BV7-870はスピーディオに最適な設計のためコンパクトで、設置スペースに限りがある中小企業でも導入しやすい。
久田マネジャーは「自動化に必要な機能をワンパッケージにまとめ、機械とセットで提供できるのがポイント。ティーチングも簡単なので、早ければ納品の翌日にでも稼働できる」と述べる。
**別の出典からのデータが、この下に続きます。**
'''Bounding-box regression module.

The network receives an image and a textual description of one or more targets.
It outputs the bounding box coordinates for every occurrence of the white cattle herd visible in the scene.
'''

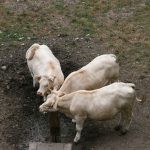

BV7-870は7kg可搬の垂直多関節ロボットと価格を単純比較されることも多いが、本体価格には電気制御や架台、側面扉など必要な機能も含まれている。そのため、SIerに依頼しなくてもユーザー自身で自動化システムを簡単に稼働できるため、システム構築費を大幅に抑えられる。操作の難しさや導入コストの高さから自動化に二の足を踏んでいた中小企業などに、トータルでのコストメリットを打ち出す狙いだ。